Where Communists Live Forever
Longevity on the Greek island of Ikaria remains a mystery. Could communism be the key to a longer and more fulfilling life?

(Nicolas Economou / NurPhoto via Getty Images)
When Étienne Cabet published Voyage en Icarie in 1840, he was trying to present his vision of communism in the form of a story. This was the heyday of utopian socialist dreams — when the very words “socialism” and “communism” first emerged — and before Karl Marx and Friedrich Engels’s virulent attacks on such schemes in The Communist Manifesto.
In those days, such literature was effectively kick-starting real-world experimentation. Cabet didn’t just write a book about his imaginary Icaria; he tried to establish actual Icarian colonies in the United States to put such communist ideals into practice. But things did not go as Cabet expected. There was internal strife within the colonies, and Cabet himself was judged to be too authoritarian.
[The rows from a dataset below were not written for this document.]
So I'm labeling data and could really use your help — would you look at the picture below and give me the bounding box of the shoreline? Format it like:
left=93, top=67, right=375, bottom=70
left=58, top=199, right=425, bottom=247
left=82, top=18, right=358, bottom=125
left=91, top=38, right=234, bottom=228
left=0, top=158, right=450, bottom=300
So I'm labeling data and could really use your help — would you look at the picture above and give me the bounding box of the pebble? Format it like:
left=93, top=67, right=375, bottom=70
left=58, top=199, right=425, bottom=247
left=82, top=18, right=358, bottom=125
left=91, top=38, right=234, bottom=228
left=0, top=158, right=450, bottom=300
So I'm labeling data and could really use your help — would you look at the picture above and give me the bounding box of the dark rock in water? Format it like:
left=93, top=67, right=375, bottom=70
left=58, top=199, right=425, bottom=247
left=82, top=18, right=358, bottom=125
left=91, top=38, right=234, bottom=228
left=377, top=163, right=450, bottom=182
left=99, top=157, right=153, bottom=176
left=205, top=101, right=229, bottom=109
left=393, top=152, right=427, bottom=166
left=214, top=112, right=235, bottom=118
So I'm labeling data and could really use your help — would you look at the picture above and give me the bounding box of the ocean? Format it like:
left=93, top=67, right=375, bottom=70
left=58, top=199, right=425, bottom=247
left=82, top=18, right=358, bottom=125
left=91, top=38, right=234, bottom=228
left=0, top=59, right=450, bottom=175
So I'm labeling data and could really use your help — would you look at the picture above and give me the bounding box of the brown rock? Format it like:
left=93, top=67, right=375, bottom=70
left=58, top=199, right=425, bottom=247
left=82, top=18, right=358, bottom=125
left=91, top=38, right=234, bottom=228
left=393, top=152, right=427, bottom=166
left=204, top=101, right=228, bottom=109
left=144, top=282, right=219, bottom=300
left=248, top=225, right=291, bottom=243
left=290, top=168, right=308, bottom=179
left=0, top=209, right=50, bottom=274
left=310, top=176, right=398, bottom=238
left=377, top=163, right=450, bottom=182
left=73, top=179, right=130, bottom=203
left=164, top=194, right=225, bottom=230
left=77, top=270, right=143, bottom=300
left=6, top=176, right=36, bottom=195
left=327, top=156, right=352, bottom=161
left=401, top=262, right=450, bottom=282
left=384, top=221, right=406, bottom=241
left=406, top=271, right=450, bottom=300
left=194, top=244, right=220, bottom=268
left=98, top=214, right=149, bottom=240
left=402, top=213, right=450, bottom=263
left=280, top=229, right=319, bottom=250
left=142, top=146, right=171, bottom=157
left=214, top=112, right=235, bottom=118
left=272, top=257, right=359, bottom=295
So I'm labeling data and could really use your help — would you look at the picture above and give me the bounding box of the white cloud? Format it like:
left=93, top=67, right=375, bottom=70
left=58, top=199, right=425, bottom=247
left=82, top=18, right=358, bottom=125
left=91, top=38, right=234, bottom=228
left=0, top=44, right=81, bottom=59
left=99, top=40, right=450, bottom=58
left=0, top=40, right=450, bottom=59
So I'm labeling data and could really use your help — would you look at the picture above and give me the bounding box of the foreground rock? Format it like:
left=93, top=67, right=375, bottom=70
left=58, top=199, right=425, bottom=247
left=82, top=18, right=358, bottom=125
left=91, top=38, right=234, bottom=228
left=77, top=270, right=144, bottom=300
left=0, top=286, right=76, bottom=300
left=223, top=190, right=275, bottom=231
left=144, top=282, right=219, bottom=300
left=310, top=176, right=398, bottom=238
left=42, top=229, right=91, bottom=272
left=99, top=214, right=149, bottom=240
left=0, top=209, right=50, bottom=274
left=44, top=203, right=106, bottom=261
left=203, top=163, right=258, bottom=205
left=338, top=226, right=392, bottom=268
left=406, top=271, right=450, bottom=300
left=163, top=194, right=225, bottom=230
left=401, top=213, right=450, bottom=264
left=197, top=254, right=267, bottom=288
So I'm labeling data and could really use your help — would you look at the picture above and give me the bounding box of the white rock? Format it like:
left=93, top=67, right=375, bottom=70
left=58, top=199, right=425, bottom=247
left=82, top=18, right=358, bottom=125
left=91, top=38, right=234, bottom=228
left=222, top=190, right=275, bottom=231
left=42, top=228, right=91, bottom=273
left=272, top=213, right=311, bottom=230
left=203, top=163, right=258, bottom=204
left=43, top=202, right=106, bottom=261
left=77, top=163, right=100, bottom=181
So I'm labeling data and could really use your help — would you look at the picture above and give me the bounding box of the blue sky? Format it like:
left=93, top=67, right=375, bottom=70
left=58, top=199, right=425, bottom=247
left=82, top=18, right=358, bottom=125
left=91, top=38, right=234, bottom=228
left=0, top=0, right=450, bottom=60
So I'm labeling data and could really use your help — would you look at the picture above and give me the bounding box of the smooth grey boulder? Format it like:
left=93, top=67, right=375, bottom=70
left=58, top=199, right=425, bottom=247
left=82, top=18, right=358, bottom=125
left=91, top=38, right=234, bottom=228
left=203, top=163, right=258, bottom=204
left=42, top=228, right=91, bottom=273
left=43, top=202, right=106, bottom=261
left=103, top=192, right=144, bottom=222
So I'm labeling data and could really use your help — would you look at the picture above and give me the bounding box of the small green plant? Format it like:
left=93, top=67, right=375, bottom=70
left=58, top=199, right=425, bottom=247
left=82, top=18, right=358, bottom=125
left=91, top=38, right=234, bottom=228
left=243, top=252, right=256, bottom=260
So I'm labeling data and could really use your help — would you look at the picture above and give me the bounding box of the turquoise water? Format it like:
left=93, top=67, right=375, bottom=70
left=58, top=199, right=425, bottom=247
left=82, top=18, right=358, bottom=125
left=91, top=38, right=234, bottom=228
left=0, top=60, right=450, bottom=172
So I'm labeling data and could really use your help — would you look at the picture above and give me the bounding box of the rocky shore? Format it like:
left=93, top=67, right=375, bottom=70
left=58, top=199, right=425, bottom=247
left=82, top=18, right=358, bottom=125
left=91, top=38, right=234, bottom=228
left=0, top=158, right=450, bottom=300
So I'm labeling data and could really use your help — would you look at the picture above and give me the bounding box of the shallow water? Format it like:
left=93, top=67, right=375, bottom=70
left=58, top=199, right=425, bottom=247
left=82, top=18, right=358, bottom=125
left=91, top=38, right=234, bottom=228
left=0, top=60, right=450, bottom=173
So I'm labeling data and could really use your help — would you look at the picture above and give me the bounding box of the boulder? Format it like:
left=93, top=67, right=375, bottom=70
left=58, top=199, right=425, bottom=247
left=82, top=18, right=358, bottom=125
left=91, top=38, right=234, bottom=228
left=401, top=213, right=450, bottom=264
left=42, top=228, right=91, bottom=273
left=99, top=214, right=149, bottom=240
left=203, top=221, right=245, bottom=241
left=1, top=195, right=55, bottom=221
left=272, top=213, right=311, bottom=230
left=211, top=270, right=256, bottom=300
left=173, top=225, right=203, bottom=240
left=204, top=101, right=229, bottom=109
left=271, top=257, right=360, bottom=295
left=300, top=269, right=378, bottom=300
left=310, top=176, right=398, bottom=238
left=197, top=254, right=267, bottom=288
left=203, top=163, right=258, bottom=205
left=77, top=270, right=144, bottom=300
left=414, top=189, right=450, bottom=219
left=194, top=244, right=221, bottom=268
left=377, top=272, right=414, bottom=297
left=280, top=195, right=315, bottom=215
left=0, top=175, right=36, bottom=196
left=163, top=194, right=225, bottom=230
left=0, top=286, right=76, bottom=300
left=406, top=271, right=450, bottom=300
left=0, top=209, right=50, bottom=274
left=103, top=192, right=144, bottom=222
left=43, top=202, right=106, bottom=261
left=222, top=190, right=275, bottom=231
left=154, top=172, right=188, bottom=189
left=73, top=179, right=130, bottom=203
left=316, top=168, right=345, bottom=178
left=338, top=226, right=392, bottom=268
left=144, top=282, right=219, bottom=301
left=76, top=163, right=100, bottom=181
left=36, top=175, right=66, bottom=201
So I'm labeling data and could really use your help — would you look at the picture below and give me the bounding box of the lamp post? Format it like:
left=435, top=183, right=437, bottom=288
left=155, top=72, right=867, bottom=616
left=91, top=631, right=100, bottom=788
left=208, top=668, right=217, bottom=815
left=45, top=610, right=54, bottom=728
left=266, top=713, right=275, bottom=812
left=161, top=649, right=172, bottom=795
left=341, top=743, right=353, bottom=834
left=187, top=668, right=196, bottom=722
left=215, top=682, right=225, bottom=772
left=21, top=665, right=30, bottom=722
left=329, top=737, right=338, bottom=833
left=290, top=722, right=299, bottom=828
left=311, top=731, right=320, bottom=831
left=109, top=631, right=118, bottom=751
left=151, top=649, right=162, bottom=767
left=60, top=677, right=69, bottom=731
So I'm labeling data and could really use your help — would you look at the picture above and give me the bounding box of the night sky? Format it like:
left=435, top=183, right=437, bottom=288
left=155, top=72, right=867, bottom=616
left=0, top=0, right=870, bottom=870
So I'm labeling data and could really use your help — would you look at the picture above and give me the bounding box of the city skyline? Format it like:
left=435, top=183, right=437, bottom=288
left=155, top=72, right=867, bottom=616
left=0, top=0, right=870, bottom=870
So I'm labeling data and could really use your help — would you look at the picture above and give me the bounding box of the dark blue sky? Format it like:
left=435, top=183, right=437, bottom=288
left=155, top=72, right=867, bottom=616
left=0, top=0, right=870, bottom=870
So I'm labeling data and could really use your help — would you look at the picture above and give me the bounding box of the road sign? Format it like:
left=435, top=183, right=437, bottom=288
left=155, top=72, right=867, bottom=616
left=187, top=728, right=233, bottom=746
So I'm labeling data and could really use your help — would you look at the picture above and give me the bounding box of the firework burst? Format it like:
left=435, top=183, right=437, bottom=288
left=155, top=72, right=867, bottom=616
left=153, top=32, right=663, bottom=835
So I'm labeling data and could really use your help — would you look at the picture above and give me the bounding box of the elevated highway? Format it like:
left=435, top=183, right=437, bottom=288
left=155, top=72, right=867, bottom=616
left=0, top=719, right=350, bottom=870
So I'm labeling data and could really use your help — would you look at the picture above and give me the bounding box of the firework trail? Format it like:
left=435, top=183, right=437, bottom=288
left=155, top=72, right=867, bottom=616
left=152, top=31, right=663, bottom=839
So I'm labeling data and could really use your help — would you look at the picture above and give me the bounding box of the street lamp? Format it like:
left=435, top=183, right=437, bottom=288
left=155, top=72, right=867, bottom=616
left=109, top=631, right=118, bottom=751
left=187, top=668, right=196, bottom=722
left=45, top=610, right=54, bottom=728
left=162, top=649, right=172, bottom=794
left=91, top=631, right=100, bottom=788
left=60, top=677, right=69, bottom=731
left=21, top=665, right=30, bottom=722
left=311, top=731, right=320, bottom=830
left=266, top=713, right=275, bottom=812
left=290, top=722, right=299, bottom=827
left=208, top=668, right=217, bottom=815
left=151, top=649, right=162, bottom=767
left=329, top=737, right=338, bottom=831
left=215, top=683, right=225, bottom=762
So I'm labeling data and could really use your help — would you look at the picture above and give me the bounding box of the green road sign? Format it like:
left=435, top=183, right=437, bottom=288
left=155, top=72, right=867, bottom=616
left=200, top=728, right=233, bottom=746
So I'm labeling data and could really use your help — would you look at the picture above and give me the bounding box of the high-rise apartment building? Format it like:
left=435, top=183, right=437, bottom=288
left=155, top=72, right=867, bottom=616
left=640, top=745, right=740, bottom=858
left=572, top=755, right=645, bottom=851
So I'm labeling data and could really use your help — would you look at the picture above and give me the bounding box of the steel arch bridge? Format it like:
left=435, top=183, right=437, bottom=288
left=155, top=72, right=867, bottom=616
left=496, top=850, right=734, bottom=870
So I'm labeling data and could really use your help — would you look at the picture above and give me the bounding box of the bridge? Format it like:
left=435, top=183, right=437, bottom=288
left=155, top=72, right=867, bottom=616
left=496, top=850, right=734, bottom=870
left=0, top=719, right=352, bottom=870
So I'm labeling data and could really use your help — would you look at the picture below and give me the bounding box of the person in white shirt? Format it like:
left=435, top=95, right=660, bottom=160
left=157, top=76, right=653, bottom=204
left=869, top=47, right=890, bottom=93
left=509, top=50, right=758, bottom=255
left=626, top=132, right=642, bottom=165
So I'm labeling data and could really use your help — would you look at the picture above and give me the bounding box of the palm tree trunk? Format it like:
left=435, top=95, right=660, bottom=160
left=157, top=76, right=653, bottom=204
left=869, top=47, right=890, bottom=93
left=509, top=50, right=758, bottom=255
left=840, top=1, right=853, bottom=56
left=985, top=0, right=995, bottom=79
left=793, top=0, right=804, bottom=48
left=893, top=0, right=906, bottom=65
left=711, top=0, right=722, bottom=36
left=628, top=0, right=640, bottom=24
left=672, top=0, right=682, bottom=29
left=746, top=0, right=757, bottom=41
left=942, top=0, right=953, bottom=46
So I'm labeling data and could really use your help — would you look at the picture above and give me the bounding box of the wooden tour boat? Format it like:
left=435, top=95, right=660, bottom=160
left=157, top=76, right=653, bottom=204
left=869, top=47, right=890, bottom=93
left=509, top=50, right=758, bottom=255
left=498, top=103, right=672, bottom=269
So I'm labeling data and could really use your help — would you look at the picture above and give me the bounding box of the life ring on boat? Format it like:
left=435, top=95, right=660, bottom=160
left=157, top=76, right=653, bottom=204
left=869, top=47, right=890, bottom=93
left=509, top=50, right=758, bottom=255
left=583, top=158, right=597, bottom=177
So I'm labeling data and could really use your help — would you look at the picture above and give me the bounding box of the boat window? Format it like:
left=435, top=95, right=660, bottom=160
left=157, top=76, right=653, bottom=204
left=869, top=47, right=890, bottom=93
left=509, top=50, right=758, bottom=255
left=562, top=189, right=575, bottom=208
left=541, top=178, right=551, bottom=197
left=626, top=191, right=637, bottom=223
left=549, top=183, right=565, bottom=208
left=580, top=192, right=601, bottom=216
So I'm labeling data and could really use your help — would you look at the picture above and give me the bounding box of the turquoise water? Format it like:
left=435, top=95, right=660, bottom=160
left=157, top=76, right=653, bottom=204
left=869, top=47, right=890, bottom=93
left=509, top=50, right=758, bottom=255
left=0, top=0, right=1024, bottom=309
A few Icarian communities managed to survive for some decades before the last was dissolved at the end of the century.
But what about actual Ikaria — the very real Greek island in the east Aegean Sea, ten nautical miles southwest of Samos? Just under a hundred square miles, it’s mostly mountainous and has a population of 8,312. Compared to the islands of Cyclades, Rhodes, Corfu, and Crete, it’s not much of a tourist destination, though it does attract summer visitors.